FP4 and quantization

One of Blackwell’s technical novelties is native FP4 support, a 4-bit-per-element precision absent in Hopper. FP4 is not useful for training, where gradients need more precision to converge, but it is very useful for inference on large models. A model trained in BF16 and quantized to FP4 occupies a quarter of the space, uses a quarter of the memory bandwidth, and runs much faster if hardware supports it natively.

The catch is that not all models quantize well at 4 bits. For large dense transformers like Llama or Mistral, FP4 with careful calibration loses between 0.5 and 2 points on standard benchmarks. The current recommendation is FP8 for high-quality inference and FP4 where cost matters more than the last points of quality.

This has a practical implication: Blackwell is more attractive to operators with massive inference workloads than to operators who only train. Hyperscalers have both workloads and can amortize the hardware across them.

Software: still evolving

The software ecosystem has two levels. At the low level, CUDA 12.5 and cuDNN 9 already include stable support, as does NCCL 2.22. At the high level, popular frameworks lag behind. PyTorch 2.5 added initial Blackwell support, but real optimizations landed in 2.6 in January 2025. JAX followed a similar path.

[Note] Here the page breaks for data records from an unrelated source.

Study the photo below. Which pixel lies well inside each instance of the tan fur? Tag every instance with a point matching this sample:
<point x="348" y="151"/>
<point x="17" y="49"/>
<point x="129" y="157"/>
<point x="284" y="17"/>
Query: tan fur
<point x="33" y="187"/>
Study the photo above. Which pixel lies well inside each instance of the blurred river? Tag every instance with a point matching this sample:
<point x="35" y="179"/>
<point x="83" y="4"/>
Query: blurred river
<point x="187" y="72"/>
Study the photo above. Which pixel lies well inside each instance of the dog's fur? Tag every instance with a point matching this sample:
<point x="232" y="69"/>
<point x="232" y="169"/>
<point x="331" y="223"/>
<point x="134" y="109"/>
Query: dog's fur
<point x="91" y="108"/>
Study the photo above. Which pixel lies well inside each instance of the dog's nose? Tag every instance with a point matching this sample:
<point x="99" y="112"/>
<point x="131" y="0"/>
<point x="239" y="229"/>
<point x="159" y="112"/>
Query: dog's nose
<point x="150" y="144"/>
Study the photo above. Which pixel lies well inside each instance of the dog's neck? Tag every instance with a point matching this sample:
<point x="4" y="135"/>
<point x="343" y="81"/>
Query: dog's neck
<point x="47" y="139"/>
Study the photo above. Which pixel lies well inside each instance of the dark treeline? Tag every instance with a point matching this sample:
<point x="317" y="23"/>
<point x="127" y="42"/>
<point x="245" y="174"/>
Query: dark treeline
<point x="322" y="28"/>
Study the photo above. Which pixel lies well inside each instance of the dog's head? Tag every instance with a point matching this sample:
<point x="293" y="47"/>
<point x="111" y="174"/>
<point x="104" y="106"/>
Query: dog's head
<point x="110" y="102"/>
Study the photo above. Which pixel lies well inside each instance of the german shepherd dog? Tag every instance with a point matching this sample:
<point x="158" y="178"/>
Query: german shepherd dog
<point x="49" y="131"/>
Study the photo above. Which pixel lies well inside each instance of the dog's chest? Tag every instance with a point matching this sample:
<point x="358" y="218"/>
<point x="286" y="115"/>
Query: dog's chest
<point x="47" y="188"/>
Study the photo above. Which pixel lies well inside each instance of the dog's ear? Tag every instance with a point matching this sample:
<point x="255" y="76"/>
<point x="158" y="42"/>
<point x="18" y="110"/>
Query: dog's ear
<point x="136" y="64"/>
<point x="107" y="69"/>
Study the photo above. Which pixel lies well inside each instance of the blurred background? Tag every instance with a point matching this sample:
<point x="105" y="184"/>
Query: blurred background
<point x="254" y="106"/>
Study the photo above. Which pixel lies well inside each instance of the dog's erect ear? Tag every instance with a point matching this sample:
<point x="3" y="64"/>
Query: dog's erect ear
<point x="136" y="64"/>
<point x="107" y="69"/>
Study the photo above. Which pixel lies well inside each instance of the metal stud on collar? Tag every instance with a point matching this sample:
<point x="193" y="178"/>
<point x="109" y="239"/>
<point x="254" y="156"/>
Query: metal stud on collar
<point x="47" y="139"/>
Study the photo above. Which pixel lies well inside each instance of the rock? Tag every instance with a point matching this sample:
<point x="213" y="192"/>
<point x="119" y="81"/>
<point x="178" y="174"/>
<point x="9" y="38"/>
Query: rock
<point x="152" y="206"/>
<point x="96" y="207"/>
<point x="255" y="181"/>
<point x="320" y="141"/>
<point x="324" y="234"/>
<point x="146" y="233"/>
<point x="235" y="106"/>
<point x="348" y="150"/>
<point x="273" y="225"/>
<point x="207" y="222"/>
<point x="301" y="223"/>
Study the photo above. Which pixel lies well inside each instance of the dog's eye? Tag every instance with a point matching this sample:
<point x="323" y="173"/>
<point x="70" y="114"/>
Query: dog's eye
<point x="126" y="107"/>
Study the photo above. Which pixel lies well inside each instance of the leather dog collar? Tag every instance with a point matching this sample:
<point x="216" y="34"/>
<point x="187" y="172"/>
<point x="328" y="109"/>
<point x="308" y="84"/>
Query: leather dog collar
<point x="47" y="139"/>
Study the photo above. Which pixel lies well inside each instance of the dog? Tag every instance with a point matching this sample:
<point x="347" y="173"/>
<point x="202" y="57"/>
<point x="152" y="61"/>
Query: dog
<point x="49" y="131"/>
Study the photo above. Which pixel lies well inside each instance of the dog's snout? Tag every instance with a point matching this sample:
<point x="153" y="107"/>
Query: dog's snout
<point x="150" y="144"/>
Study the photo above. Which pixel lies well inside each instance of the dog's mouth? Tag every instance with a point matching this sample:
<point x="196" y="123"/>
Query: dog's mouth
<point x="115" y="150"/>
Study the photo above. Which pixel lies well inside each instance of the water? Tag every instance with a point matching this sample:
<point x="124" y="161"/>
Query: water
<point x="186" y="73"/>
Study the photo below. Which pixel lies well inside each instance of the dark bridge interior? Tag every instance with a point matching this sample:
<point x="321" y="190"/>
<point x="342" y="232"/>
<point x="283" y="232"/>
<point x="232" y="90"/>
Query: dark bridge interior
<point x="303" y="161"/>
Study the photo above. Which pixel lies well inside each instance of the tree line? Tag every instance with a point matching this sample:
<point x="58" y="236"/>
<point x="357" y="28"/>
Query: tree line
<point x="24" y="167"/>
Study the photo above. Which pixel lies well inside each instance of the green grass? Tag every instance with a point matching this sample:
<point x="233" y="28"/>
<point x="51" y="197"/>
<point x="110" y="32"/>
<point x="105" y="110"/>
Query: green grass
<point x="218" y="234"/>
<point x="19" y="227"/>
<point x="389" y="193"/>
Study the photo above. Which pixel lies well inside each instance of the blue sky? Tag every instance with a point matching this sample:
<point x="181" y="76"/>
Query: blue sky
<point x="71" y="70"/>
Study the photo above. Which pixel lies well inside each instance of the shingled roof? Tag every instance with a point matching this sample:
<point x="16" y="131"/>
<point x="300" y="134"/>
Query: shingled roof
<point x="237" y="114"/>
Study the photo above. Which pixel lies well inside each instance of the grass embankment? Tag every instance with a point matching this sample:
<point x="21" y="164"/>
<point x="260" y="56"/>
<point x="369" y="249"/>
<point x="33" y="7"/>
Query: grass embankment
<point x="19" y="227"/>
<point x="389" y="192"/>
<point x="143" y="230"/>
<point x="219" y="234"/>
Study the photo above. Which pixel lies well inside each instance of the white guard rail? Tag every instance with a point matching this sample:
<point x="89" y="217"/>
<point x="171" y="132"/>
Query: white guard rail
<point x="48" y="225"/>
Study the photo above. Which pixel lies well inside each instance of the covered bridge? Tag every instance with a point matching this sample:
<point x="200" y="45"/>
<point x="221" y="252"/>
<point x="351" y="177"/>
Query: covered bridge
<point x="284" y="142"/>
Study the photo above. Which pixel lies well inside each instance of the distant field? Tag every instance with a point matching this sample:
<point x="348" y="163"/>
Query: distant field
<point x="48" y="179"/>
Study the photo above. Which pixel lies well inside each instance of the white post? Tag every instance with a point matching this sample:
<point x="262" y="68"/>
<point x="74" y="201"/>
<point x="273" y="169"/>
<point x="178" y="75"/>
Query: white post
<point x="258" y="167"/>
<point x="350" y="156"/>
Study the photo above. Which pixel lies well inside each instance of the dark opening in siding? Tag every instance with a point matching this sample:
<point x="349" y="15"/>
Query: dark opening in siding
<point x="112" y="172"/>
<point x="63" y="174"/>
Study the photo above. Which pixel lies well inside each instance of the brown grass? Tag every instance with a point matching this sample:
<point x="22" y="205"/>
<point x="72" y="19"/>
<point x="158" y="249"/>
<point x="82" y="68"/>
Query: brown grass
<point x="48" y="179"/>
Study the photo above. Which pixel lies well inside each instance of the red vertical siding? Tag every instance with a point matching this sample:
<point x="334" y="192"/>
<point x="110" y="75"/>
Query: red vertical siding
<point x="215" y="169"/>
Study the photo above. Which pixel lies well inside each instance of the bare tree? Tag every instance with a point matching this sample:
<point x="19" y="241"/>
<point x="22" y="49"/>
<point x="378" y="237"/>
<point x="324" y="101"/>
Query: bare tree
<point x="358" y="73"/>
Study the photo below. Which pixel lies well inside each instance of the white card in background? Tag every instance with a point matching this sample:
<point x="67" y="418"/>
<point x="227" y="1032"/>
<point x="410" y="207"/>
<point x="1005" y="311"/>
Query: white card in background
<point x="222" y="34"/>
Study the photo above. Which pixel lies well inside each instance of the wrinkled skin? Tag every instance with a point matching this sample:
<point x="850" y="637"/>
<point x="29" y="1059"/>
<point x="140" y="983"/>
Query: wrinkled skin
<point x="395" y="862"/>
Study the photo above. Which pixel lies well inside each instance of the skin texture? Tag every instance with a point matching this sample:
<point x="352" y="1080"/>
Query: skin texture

By September 2025 the ecosystem is mature for standard model training, but edge cases remain. Serious teams keep a parallel Hopper environment for cross-checks.

Price, availability, and alternatives

In September 2025, a GB200 NVL72 rack costs around $3 million for a direct buyer, with 9-month lead times except for preferred large customers. This means that during 2025 and much of 2026, Blackwell access is essentially via cloud: CoreWeave, Lambda, Crusoe, Azure, AWS, and Google Cloud offer instances at $6 to $12 per GPU-hour depending on region and commitment.

Real alternatives are few: AMD Instinct MI300X has gained share but ROCm still trails CUDA; Google TPU v5p remains competitive but cloud-only; Intel Gaudi 3 has fallen to a distant third.

When it pays off

For most companies training their own models, Blackwell only makes sense if training time is the dominant bottleneck. For inference, it depends on volume. At low volume, Hopper remains cheaper per query because Blackwell is overprovisioned. At high volume, especially with FP4 quantization, Blackwell can cut cost per query by a factor of 3 to 5.

My take

Blackwell marks a phase change in AI infrastructure worth understanding even if you never touch one of these racks directly. When NVIDIA designs the product as a rack rather than a GPU, it is nudging the industry toward a model where the purchase and operations unit is the full cabinet, with liquid cooling and 120 kilowatts of density.

For application builders, the relevant part is that the largest models will be available faster and cheaper via API. Frontier training cost keeps growing, but unit query cost keeps falling. That favors strategies consuming third-party models through APIs over strategies training bespoke models. Only cases where the model itself is the competitive edge, or where data cannot leave the organization, justify training.

For operators of traditional infrastructure, Blackwell is an invitation to think about which parts of the data-center stack still belong to the general-purpose future and which belong to specialized AI workloads. Over the next five years data centers will likely split into two radically different profiles, and mixing them in the same building will stop making sense.